Published: 20 April 2019

This page contains information for better understanding how the deepfifo module works. For downloading and using deepfifo, please refer to this page.

Principle of operation

As shown in the diagram below, the solution consists of the following elements:

  • The deepfifo Verilog module
  • The “Pre FIFO”, which is a standard dual-clock FPGA FIFO. This FIFO is connected between the data source and the deepfifo module.
  • The “post FIFO”, which is also a standard dual-clock FPGA FIFO, connected between the deepfifo module and the data sink.
  • An AXI slave, which exposes a memory.

deepfifo block diagram

The deepfifo module is always in one of two modes:

  • Bypass mode: In this mode, the Pre FIFO and Post FIFO behave like one FIFO with double depth. The module simply moves data directly from the Pre FIFO to the Post FIFO. More precisely, for each rising edge of the AXI bus clock, one data element is read from the Pre FIFO and written to the Post FIFO, unless the Pre FIFO is empty and/or the Post FIFO is full.
  • Non-bypass mode: Bursts of data from the Pre FIFO are moved into the AXI slave, and likewise data from the AXI slave is moved to the Post FIFO.
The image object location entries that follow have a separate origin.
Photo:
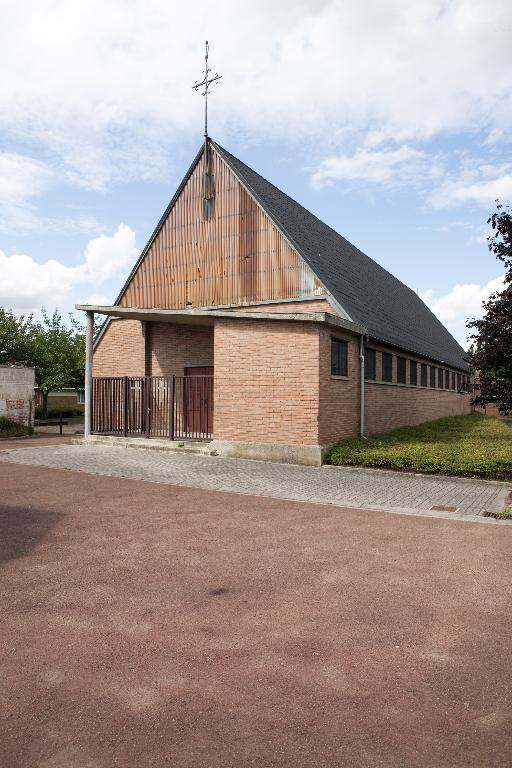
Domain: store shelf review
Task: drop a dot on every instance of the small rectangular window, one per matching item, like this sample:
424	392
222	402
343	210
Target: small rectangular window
339	365
370	364
387	367
401	370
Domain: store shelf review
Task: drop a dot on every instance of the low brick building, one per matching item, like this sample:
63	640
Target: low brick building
249	322
17	394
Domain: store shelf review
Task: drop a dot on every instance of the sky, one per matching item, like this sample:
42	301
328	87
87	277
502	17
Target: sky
389	120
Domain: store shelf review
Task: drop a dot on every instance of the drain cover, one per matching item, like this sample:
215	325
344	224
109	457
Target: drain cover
443	508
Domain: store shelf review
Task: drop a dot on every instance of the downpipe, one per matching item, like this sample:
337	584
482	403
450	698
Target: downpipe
362	341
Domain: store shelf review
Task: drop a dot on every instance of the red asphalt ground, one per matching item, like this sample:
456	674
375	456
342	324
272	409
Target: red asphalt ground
146	625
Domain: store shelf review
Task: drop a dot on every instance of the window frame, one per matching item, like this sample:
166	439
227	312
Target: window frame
343	345
413	366
373	353
401	370
388	356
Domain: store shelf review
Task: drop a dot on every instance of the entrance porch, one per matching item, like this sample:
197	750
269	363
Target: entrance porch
173	407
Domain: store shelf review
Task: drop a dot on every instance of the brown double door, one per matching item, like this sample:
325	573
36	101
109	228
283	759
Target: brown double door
198	396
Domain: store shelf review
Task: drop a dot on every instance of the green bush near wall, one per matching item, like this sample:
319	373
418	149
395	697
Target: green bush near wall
469	446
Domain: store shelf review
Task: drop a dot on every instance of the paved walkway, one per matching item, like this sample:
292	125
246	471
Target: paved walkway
342	486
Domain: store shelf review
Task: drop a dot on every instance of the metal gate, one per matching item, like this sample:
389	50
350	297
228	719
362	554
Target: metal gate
174	407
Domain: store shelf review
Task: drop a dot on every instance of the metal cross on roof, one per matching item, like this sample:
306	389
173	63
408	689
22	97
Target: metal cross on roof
205	84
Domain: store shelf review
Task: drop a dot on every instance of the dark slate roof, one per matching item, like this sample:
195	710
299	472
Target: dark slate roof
371	296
The module starts at bypass mode after reset. It goes into non-bypass mode when the number of elements in the Pre FIFO goes above a threshold level, which is an indirect result of the Post FIFO being full while data arrived from the data source.
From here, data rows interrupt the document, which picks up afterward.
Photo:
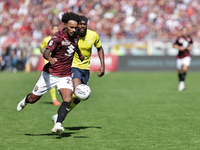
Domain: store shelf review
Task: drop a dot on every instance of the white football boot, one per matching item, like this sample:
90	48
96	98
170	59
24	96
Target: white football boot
21	104
181	86
57	129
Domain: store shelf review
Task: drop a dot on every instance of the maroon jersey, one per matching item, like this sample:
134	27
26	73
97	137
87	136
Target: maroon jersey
184	41
62	48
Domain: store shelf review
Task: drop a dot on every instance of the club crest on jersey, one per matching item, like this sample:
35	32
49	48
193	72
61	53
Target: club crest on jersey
36	88
65	42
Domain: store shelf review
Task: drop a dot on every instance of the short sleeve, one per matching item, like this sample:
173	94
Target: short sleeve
97	42
53	43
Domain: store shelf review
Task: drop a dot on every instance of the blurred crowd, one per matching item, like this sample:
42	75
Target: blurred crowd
24	23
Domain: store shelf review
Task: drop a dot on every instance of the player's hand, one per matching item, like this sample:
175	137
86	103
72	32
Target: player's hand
52	60
101	71
81	57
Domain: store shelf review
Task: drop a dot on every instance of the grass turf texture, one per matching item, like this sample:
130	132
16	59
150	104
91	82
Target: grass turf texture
127	110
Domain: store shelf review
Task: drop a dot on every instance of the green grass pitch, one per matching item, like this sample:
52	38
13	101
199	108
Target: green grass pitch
126	111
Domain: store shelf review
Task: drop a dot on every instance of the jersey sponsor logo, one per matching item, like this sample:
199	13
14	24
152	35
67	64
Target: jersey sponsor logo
70	50
50	43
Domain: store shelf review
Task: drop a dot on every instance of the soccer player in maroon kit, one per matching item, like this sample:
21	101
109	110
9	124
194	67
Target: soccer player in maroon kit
59	51
184	44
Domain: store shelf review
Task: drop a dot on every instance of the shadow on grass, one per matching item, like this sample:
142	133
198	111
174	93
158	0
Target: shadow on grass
79	128
47	103
66	134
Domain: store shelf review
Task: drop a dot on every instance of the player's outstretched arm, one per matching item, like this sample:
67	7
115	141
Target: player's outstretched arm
101	69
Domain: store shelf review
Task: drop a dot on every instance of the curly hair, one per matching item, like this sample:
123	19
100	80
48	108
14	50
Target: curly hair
70	16
83	18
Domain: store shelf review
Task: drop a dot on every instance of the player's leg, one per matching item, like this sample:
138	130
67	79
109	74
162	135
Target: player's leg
179	63
75	101
30	98
53	96
40	88
52	91
186	64
65	88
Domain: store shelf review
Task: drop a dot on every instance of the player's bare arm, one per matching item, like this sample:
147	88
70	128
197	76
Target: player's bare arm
81	57
101	70
190	47
47	55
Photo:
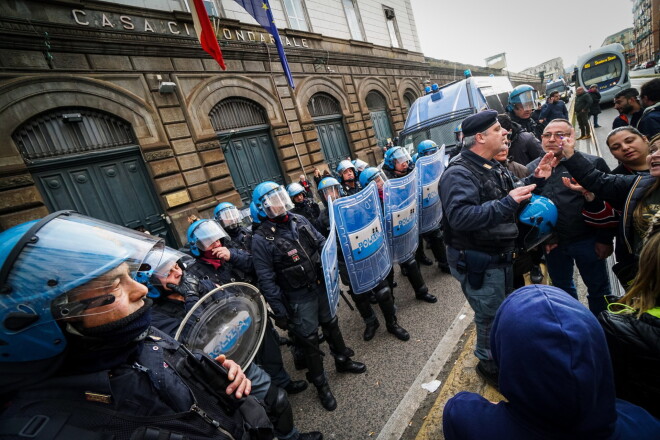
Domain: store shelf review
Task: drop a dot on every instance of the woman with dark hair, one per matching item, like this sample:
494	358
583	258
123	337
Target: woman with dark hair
638	196
633	334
Going into non-bypass mode, data from the Pre FIFO being moved into the RAM, and data is moved from the RAM into the Post FIFO whenever there’s room for it. As the data transfers with the RAM take place in bursts, data is moved in non-bypass mode only when a full burst can take place.
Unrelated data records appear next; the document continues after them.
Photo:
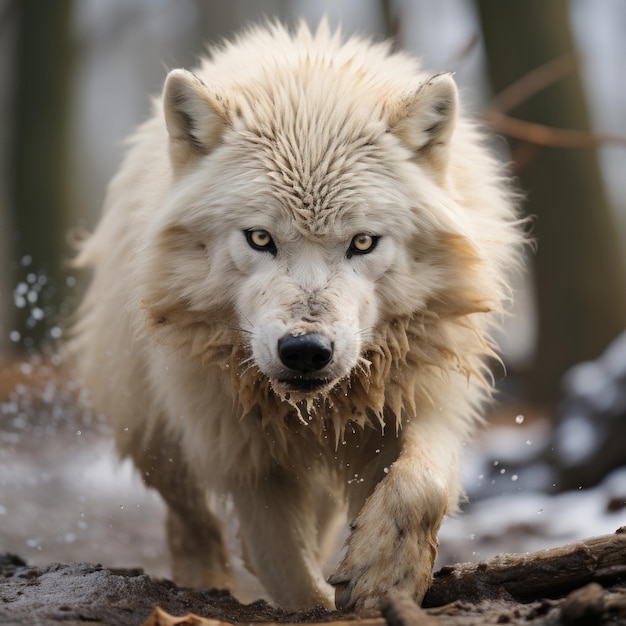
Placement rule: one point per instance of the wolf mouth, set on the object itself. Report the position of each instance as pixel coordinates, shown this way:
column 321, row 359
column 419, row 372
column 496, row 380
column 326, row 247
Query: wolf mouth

It’s possible for the RAM to be completely filled with data, in which case the Pre FIFO will not be drained, and it may become full. This mimics the behavior of a standard FIFO.

The module returns to bypass mode when the RAM contains no data (all data has been delivered to the Post FIFO) and the Pre FIFO’s number of elements is below the same threshold level. This mimics the behavior of a standard FIFO for data segments smaller than an AXI burst, in particular as the virtual FIFO becomes empty.

Design principles

The main goal of deepfifo’s design is not to push your luck with the AXI slave it works with. Accordingly:

  • Read / write bursts are issued with a constant length, hence avoiding corner cases related to crossing alignment boundaries and less commonly used burst lengths.
  • Once a burst has been requested, the data flow is never throttled by this module: The RREADY and WVALID signals are held asserted as long as there are outstanding bursts in the relevant direction. Some AXI slaves don’t allow data throttling at all, and others may expose corner-case bugs when throttled with unfortunate timing.
On the other hand, deepfifo does trust the AXI slave in some aspects:
  • The AXI slave’s RLAST signal is used for keeping track of arriving bursts. The number of words that arrived aren’t counted — it’s assumed that the slave sent the number requested.
  • The write response channels (BVALID/BREADY) are used as an indication that the write has been completed, in the sense that a read request from the same address yields correct data. This is based upon the AXI standard.
  • The controller assumes that read and write AXI bursts transactions are successful, and ignores the status signals BRESP and RRESP (which might indicate an error if such has occurred)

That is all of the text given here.